It was an early warning to Mr Bastian that the issue of voting rights could soon embed Delta in another national dispute. For the past five years, companies have taken political positions like never before, often in response to former President Donald J. Trump’s extreme policies.

Following Mr Trump’s equivocal reaction to the violence by white nationalists in Charlottesville, Virginia in 2017, Ken Frazier, Merck’s black executive director, stepped down from an advisory group to the president and caused dozens of other top executives to distance themselves from the president . Last year, after the assassination of George Floyd, hundreds of companies expressed solidarity with the Black Lives Matter movement.

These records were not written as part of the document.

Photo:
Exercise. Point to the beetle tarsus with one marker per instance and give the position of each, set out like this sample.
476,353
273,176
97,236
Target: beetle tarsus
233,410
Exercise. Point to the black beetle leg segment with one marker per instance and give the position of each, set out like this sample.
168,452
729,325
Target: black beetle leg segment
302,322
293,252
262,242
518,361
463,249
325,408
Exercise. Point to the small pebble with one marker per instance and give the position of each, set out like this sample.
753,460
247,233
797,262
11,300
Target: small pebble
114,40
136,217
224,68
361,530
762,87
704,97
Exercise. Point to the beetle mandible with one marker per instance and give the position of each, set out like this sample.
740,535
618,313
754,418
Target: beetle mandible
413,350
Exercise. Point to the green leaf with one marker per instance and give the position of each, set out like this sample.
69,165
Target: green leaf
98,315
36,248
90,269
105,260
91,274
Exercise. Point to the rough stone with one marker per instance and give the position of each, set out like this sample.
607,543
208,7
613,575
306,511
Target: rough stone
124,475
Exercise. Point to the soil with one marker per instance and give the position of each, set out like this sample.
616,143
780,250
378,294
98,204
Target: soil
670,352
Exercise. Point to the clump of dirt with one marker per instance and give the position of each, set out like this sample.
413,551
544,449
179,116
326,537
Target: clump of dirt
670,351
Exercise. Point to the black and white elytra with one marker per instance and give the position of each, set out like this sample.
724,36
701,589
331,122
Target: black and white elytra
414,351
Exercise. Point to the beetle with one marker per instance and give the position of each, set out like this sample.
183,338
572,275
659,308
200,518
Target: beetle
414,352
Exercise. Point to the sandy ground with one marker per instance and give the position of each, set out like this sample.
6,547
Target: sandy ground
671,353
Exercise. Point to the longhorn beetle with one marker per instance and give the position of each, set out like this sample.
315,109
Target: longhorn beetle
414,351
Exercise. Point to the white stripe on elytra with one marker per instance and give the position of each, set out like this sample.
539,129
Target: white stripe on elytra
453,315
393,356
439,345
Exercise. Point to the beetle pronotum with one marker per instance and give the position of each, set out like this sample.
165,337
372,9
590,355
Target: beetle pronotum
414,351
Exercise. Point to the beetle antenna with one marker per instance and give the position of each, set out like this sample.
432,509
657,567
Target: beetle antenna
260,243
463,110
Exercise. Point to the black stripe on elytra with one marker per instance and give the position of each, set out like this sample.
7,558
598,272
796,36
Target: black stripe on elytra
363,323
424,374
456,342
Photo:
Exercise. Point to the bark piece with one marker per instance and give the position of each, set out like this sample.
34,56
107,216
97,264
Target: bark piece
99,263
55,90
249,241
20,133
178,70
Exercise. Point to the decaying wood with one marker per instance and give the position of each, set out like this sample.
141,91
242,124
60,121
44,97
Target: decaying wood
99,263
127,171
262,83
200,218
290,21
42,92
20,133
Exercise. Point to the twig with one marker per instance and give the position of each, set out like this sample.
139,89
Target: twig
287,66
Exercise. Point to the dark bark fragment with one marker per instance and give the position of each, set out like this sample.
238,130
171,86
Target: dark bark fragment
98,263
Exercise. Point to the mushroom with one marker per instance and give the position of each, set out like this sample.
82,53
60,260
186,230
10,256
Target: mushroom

For companies, however, the dispute over voting rights is different. An issue that both parties consider a priority cannot easily be resolved with solidarity and donation statements. The stance on voting rights brings corporations into partisan politics and pits them against Republicans who have proven willing to collect taxes and enact burdensome regulations on corporations that politically cross them.

It’s a stunning new landscape for big corporations trying to appease Democrats who are focused on social justice, as well as populist Republicans who are suddenly no longer afraid of breaking ties. Companies like Delta are caught in the middle and face steep political ramifications no matter what they do.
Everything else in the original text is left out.